In an extra-large skillet, cook sausage, sweet pepper, onion, and garlic over medium heat until sausage is brown; drain off fat.
Prepare hot roll mix according to package directions through kneading step. Cover; let dough rest for 5 minutes.
Preheat oven to 350 degrees F. In a large bowl, beat the five eggs. Stir in 1 cup of the mozzarella cheese, the ricotta cheese, and spinach. Stir in the sausage mixture and mushrooms.
On a lightly floured surface, roll three-fourths of the dough into a 15-inch circle. Fit into the bottom and press up the side of a greased 9-inch springform pan. Sprinkle bottom of dough with 1/2 cup of the mozzarella cheese. Spoon sausage mixture over cheese. Sprinkle with remaining 1-1/2 cups cheese; press lightly into sausage mixture.
Roll remaining dough into a 9-inch circle; place on sausage-cheese mixture. Fold edge of bottom dough over top dough; pinch to seal.

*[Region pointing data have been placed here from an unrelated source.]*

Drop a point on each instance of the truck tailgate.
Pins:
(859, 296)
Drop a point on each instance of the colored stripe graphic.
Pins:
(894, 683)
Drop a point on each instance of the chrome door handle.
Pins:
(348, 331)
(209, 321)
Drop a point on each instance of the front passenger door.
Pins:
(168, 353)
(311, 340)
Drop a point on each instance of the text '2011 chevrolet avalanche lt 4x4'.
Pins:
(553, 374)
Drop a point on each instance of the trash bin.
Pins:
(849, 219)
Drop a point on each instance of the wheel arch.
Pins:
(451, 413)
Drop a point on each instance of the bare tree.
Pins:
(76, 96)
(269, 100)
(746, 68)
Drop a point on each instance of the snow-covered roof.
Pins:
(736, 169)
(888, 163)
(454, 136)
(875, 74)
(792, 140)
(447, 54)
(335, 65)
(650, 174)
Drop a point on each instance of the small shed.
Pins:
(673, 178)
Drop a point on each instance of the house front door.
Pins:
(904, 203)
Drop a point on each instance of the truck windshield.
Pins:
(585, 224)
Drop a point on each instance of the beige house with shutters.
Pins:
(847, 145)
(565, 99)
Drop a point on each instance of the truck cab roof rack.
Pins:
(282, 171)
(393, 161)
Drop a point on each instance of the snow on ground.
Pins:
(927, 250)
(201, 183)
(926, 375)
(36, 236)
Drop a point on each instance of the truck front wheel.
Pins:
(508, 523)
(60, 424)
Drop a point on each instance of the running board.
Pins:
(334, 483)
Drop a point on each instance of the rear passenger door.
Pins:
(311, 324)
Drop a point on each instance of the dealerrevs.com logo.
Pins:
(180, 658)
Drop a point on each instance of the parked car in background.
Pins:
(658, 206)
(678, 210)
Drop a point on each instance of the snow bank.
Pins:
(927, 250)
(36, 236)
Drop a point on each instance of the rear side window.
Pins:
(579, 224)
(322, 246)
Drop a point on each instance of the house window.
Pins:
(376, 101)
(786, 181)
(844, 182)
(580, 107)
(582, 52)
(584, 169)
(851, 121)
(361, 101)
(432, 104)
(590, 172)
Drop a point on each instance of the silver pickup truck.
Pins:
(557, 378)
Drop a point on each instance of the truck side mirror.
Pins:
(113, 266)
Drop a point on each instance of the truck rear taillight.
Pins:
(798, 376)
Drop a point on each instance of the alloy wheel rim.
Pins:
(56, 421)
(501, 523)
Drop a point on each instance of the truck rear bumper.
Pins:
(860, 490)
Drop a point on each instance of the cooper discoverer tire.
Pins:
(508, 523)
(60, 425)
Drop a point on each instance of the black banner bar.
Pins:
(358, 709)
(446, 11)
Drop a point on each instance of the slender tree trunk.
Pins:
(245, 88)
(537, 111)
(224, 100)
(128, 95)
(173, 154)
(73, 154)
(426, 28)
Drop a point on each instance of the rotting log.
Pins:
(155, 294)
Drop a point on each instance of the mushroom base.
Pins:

In small bowl, combine the one egg and the water. Brush over top of pie; allow to dry for 5 minutes. Using a sharp knife, score top of pie in a diamond pattern, being careful not to cut all the way through the dough. Sprinkle with Parmesan cheese.
Bake, uncovered, for 40 to 45 minutes or until golden. Let stand in pan on a wire rack for 20 minutes. Using a small spatula, loosen pie from side of pan; remove side of pan. Cut pie into wedges Makes 10 servings.